Awardee OrganizationUT SOUTHWESTERN MEDICAL CENTER
Description
Abstract Text
This project involves the development of mathematical models to
estimate the flux through different pathways using isotopomer analysis
and 13C NMR data. Three programs are under development: tcaSIM, a
simulation of the citric acid cycle and related pathways which
generates 13C isotopomer data for use in the design of experiments;
tcaCALC, a model which estimates relative pathway fluxes from NMR
spectra obtained at metabolic and isotopic steady state; and tcaFLUX,
a kinetic analysis of the citric acid cycle which allows measurement
of absolute flux from systems at metabolic, but not isotopic, steady
state. There has been much progress in the development of the kinetic
analysis. It has been applied to multiplet data and fractional
enrichment data collected from intact hearts and after
freeze-clamping. A number of different substrate groups were
examined. The model can be used to estimate citric acid cycle
activity, the exchange between citric acid cycle intermediates and
amino acids (which will include transportation between different
cellular compartments), the contribution of labeled substrate to
acetyl-CoA, and anaplerosis.
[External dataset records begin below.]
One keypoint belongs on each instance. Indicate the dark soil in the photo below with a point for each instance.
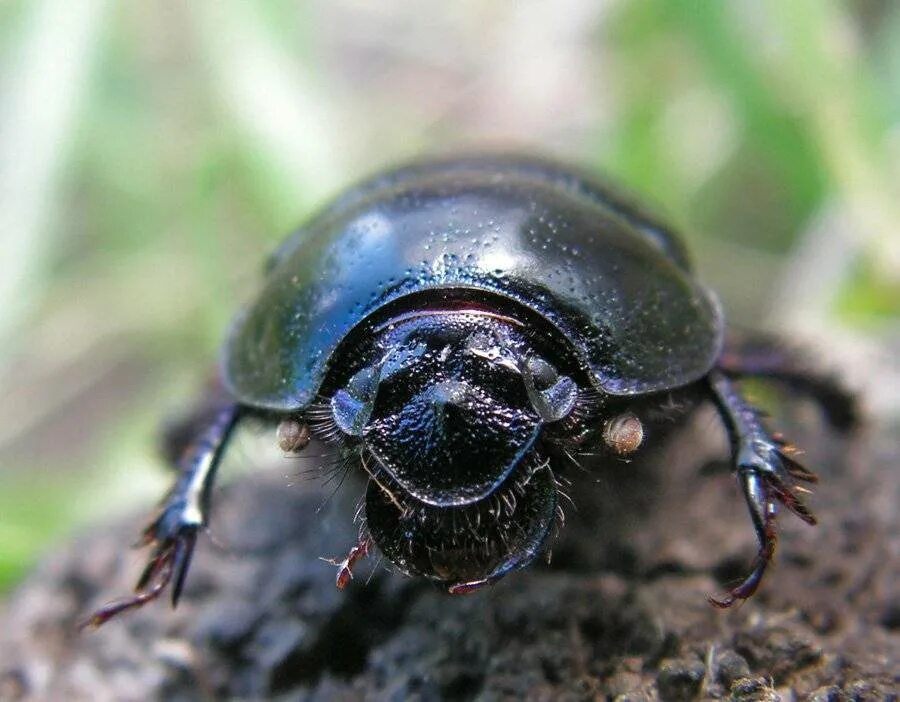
(621, 613)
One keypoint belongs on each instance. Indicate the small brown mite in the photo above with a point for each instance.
(623, 434)
(293, 436)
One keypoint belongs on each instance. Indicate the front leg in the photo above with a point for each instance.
(772, 359)
(767, 475)
(185, 510)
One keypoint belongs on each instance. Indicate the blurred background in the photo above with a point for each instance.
(152, 154)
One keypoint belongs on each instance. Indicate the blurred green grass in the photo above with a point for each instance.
(197, 136)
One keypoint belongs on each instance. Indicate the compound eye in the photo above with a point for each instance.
(352, 406)
(553, 395)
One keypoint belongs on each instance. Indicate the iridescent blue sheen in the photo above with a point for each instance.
(613, 281)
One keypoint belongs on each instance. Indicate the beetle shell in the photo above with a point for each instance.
(612, 281)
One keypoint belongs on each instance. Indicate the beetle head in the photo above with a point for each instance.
(448, 416)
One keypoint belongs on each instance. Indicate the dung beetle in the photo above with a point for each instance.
(454, 328)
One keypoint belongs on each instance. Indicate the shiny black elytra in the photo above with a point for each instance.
(456, 327)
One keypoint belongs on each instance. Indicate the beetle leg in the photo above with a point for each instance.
(769, 359)
(173, 533)
(767, 476)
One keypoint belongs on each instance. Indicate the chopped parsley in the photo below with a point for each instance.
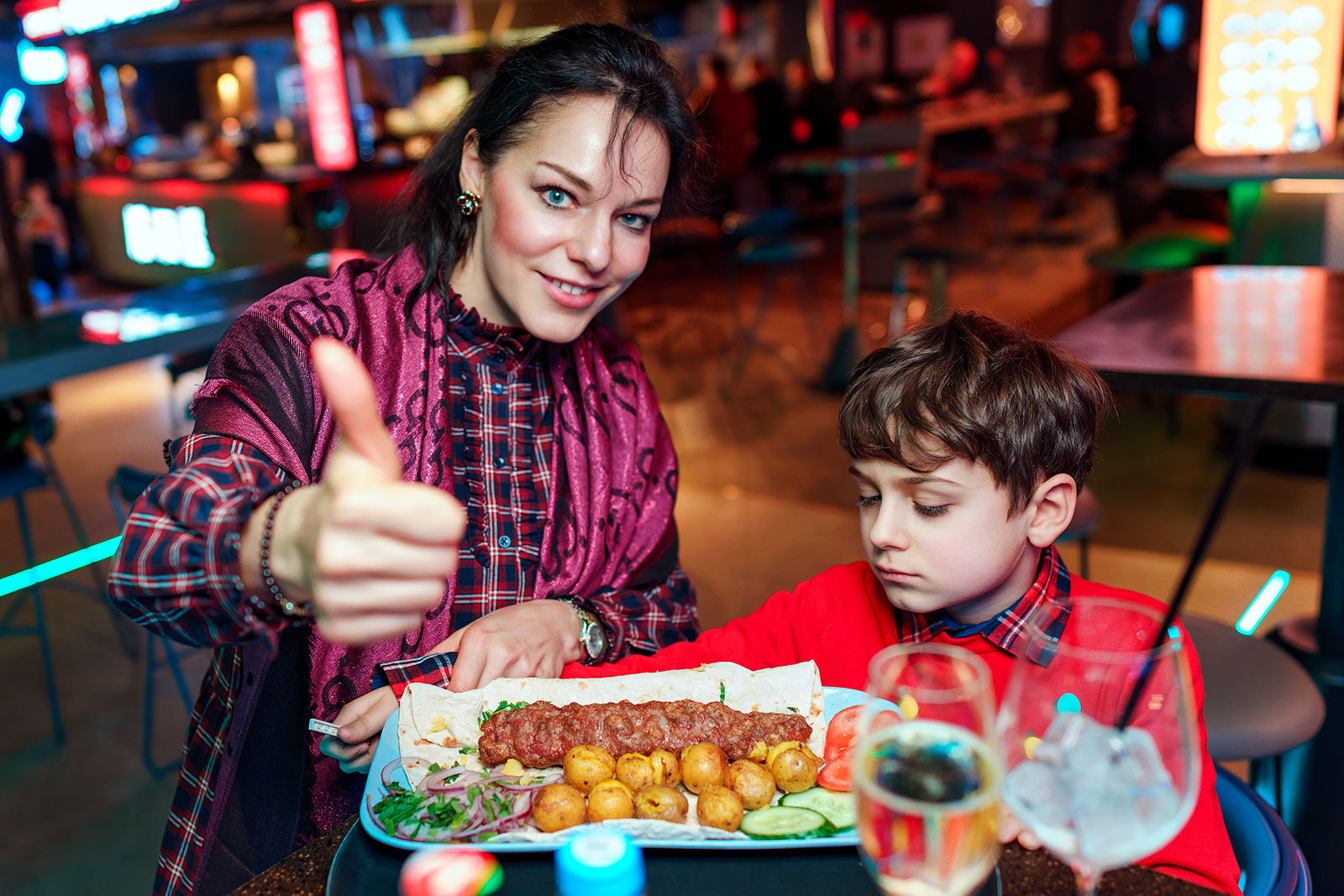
(504, 705)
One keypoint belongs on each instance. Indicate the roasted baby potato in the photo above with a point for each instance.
(585, 766)
(795, 770)
(717, 806)
(703, 765)
(660, 801)
(780, 747)
(557, 808)
(611, 799)
(667, 770)
(752, 782)
(635, 772)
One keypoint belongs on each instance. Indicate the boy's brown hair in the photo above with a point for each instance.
(976, 389)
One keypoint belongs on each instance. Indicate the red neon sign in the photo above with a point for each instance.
(39, 18)
(324, 86)
(80, 93)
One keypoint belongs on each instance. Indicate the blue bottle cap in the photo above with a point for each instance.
(600, 862)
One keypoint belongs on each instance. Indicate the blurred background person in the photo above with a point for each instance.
(813, 109)
(953, 73)
(1093, 89)
(729, 120)
(42, 231)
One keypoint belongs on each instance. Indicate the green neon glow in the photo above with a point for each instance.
(51, 569)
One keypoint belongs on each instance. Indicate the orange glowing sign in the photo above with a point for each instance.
(1261, 322)
(324, 86)
(1269, 76)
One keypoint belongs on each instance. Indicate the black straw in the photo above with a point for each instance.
(1241, 453)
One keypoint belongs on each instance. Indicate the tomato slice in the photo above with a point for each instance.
(842, 732)
(837, 773)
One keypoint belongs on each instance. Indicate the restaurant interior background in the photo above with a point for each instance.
(168, 161)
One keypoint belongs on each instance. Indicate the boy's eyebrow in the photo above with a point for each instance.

The citric acid cycle rate determined by
the model was used to estimate oxygen consumption; the values obtained
were similar to those measured directly. It has been found that the
use of multiplet data along with standard fractional carbon
enrichments in this analysis is beneficial, reducing the correlation
between parameters that otherwise exists. There has also been success
with the application of data available from GCMS to isotopomer
analysis. A Finnegan GCQ bench-top GCMS with tandem mass spectrometry
capability is in use. This allows the investigator to acquire, in
addition to standard full-scan mass spectra, mass spectra of parent
ions which have been fragmented after inducing collisions with the
carrier gas. The mass spectra of these fragments give additional
information on the isotopomers present in the metabolite mixture.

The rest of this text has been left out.